Joe Callicott , also Mississippi Joe Callicott , (born November 10, 1901 in Nesbit, Mississippi , † 1969 ), was an American blues musician .

Live and act

Callicott began playing guitar at the age of 15 and had been a musician since 1918, occasionally playing in medicine shows . Since the mid-twenties he played as a second guitarist with Garfield Akers , with whom he recorded two pieces for Vocalion Records in 1929 ( Cottonfield Blues Part 1 & 2 ). During this session he also recorded a solo piece, the "Mississippi Boll Weevil Blues" , which remained unreleased. Then in 1930, accompanied by Jim Jackson , he recorded his first solo release, “Fare Thee Well Blues / Traveling Mama Blues” . However, the consequences of the global economic crisis prevented further recordings for the time being. When Akers died in the 1950s, Callicott put the guitar aside and did not start playing again until the mid-1960s.

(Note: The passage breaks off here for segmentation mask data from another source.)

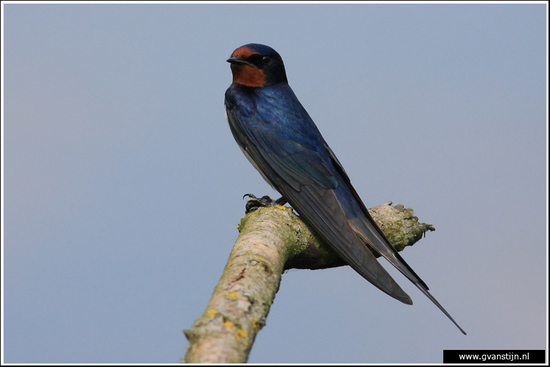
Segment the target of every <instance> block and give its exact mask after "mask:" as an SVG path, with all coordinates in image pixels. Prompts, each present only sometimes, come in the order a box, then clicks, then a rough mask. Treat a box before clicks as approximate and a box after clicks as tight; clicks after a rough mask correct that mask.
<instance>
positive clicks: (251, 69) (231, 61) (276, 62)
mask: <svg viewBox="0 0 550 367" xmlns="http://www.w3.org/2000/svg"><path fill="white" fill-rule="evenodd" d="M227 62H229V63H231V71H232V72H233V83H237V84H242V85H245V86H247V87H267V86H270V85H275V84H278V83H282V82H285V83H286V82H287V79H286V72H285V65H284V64H283V59H282V58H281V56H280V55H279V54H278V53H277V51H275V50H274V49H272V48H271V47H269V46H265V45H260V44H258V43H249V44H247V45H244V46H241V47H239V48H238V49H236V50H235V51H233V53H232V54H231V57H230V58H229V59H227Z"/></svg>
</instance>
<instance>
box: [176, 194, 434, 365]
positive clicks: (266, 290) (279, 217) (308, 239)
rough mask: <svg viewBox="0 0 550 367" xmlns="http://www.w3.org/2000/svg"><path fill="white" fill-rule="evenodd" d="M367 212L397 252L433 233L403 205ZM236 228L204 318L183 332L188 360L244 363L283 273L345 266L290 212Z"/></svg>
mask: <svg viewBox="0 0 550 367" xmlns="http://www.w3.org/2000/svg"><path fill="white" fill-rule="evenodd" d="M369 212H370V213H371V215H372V217H373V218H374V220H375V221H376V222H377V223H378V225H379V226H380V227H381V228H382V230H383V231H384V234H386V236H387V237H388V239H389V240H390V241H391V242H392V244H393V245H394V247H395V248H396V249H397V250H398V251H401V250H403V248H404V247H406V246H412V245H413V244H414V243H415V242H416V241H418V240H419V239H420V238H422V236H423V235H424V234H425V232H427V231H434V230H435V228H434V227H433V226H432V225H430V224H425V223H419V222H418V218H417V217H415V216H414V215H413V210H412V209H410V208H404V207H403V205H401V204H395V205H392V203H391V202H388V203H385V204H382V205H379V206H377V207H375V208H372V209H369ZM237 228H238V229H239V231H240V235H239V237H238V238H237V241H236V242H235V245H234V247H233V250H232V251H231V254H230V255H229V260H228V261H227V265H226V266H225V269H224V271H223V274H222V277H221V279H220V281H219V282H218V285H217V286H216V288H215V289H214V293H213V295H212V298H211V299H210V302H209V303H208V305H207V307H206V310H205V312H204V314H203V315H202V316H201V317H199V319H197V320H196V321H195V323H194V324H193V326H192V327H191V329H188V330H184V333H185V336H186V337H187V339H188V340H189V345H188V349H187V354H186V356H185V362H188V363H231V362H236V363H244V362H246V361H247V359H248V354H249V353H250V349H251V347H252V343H253V342H254V338H255V337H256V333H257V332H258V331H260V329H261V328H262V327H263V326H264V325H265V320H266V317H267V314H268V312H269V308H270V306H271V304H272V303H273V299H274V298H275V294H276V293H277V290H278V289H279V284H280V282H281V275H282V273H283V271H284V270H286V269H292V268H296V269H325V268H331V267H336V266H342V265H346V263H345V262H344V261H343V260H342V259H340V257H338V255H336V254H335V253H334V252H333V251H332V250H331V249H330V247H329V246H327V245H325V244H324V243H323V242H322V241H321V240H320V239H319V238H317V237H316V236H315V235H314V234H313V233H312V232H311V231H310V230H309V228H308V227H307V226H306V225H305V224H304V223H303V222H302V221H301V220H300V218H299V217H298V216H296V215H295V214H294V213H293V211H292V209H291V208H288V207H285V206H280V205H277V206H268V207H263V208H259V209H257V210H255V211H253V212H250V213H248V214H246V215H245V216H244V217H243V218H242V219H241V221H240V223H239V225H238V226H237Z"/></svg>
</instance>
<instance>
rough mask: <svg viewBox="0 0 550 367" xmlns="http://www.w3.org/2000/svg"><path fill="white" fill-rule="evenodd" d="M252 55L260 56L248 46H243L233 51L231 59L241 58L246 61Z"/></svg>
mask: <svg viewBox="0 0 550 367" xmlns="http://www.w3.org/2000/svg"><path fill="white" fill-rule="evenodd" d="M251 55H259V53H258V52H256V51H252V50H251V49H249V48H248V47H246V46H242V47H239V48H238V49H236V50H235V51H233V53H232V54H231V57H241V58H243V59H246V58H247V57H249V56H251Z"/></svg>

In 1967 he was found by the blues researcher George Mitchell and recorded eleven pieces with him in August of that year. On July 20, 1968 Callicott played at the Memphis Country Blues Festival (where two of his pieces were recorded live and later released on the album The 1968 Memphis Country Blues Festival ). The following day he recorded his only album there in the Ardent Studios , on one track he is accompanied by the (whistling) Bukka White . Joe Callicott died in 1969.